If the second round were held today, the outgoing president would defeat Le Pen by 53.5% of the support compared to 46.5%
They have six days to convince their compatriots to vote for them. The outgoing president, Emmanuel Macron, and the far-right candidate, Marine Le Pen, will face each other at the polls on the 24th, five years after their first electoral duel. The campaign enters this week in the final stretch. It will be the clash between two visions of France, Europe and the world.
Next Sunday the Gauls will elect more than just a president for the next five years, as Macron and Le Pen agree. “April 24 is a referendum for or against the European Union, for or against ecology, for or against our youth, for or against our Republic,” the outgoing president said Saturday at a campaign rally in Marseille. Le Pen considers, for his part, that “a choice of society and even of civilization” is at stake in these elections.
Macron and Le Pen are these days hunting and capturing the votes of the undecided and the abstentionists. In the first electoral appointment, there was an abstention of 26%, that is, 12.8 million people stayed at home and did not go to vote. Now they want to convince them to go to the polls.
They are also in the midst of seducing left-wing voters, whose candidates were eliminated in the first round. The president plays the green card these days to try to attract the young and green vote. Le Pen seeks to conquer the anti-Macron vote, especially among the ‘yellow vests’ and the voters of the far-left leader Jean-Luc Mélenchon. The latter could have the key to the Elysée Palace on Sunday.
If the second round were held today, Macron would defeat Le Pen by 53.5% of the vote compared to 46.5% of support that the far-right would achieve, according to the latest Elabe poll. In 2017, when the two leaders met for the first time at the polls, they were further apart. The candidate of The Republic on the Move won the elections by 66.1% compared to 33.9% of the candidate of the extreme right and became at 39 years old the youngest president in the recent history of France.
Although the electoral poster is the same as it was five years ago, the two candidates have changed. Macron is no longer the young man who promised a political revolution with a project “neither left nor right.” He has been president for five years. And now he has a balance to defend, for better and for worse.
credible alternative
In recent years, Le Pen has carried out a process of “demonization” of her party to make it more presentable to the electorate and present herself as a credible alternative to Macron. He softened his speech, swept anti-Semitism under the rug, expelled his father and the most radical elements of the party and has used the far-right candidate Éric Zemmour as a lightning rod for criticism. Beside her, Le Pen appears more subdued.
Now she presents herself to voters as a “good family mother” who protects the most vulnerable and as the candidate of the “people against the oligarchy.” The far-right candidate urges the French to vote for her and against Macron and that “caste that governs us.”
The candidates are preparing these days with their campaign teams for Wednesday’s debate, in which they will present their visions for France and the European Union. Both are aware of what is at stake.
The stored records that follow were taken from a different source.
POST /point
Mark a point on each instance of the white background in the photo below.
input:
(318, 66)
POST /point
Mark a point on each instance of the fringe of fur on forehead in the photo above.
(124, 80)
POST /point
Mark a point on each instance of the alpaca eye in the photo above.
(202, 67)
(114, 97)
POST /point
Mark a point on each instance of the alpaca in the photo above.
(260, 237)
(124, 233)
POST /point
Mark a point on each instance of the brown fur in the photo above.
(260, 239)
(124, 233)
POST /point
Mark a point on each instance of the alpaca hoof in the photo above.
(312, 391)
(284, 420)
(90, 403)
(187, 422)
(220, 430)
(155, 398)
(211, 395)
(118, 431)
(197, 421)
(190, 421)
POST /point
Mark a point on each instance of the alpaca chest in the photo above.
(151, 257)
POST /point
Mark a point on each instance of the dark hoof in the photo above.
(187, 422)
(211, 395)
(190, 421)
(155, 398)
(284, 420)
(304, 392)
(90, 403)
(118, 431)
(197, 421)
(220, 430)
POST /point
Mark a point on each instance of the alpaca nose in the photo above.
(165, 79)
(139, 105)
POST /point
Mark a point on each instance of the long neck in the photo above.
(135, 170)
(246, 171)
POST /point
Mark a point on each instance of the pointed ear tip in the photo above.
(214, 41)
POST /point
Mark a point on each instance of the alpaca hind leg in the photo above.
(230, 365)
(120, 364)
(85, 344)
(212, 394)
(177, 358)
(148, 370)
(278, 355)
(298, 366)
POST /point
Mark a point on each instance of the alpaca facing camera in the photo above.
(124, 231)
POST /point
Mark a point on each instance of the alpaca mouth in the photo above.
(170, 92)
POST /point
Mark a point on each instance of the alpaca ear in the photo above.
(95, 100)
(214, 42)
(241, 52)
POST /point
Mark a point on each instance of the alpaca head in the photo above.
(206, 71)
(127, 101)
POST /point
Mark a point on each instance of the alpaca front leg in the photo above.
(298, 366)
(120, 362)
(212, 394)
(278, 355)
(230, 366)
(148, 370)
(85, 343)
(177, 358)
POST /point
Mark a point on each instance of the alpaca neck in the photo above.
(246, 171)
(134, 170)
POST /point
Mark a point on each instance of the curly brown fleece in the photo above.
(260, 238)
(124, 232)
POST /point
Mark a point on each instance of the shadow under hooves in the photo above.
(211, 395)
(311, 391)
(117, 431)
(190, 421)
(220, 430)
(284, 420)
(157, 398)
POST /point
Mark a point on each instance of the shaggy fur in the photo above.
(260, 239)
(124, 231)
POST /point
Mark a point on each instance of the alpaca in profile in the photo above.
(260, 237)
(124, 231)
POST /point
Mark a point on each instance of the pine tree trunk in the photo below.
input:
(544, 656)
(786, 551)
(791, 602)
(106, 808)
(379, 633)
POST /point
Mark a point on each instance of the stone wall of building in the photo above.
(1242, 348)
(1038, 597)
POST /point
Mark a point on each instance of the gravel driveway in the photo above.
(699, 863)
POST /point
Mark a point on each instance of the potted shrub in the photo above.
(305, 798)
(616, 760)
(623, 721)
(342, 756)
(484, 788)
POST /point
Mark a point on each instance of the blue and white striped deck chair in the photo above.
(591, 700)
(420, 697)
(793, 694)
And they could tip the scales one way or the other.
Mélenchon, blank or abstention
The far-left leader Jean-Luc Mélenchon was a point away (21.95%) from the far-right Marine Le Pen (23.15%) in the first round of the presidential elections in France and at the gates of qualifying for the second round. His followers are divided on how to vote on the 24th, where they will have to choose between Macron’s and Le Pen’s ballot.
The ‘neither Macron nor Le Pen’ triumphs among the voters of La Francia Insumisa. Two-thirds of Mélenchon’s supporters will abstain in the second round (28.96%) or vote blank or null (37.65%), according to a survey conducted by the party among 215,000 supporters. 33.4% opt for Macron.
Voting for Le Pen did not appear among the options in this survey, since those responsible for the party consider that Regrouping National is a racist and xenophobic party. “Not a single vote for Mrs. Le Pen,” the far-left leader repeated several times after coming third in the first round, without clearly asking for a vote for Macron. According to a recent poll by the Ipsos Institute, 33% of Mélenchon voters will vote for Macron, 16% for Le Pen and 51% are undecided.
La France Insumisa is not going to give a voting slogan for the second round to its 7.7 million voters. “Each one will decide and vote in conscience, as they want,” as the party explained when it announced the survey. Mélenchon voters will be decisive in deciding who is the next president of France.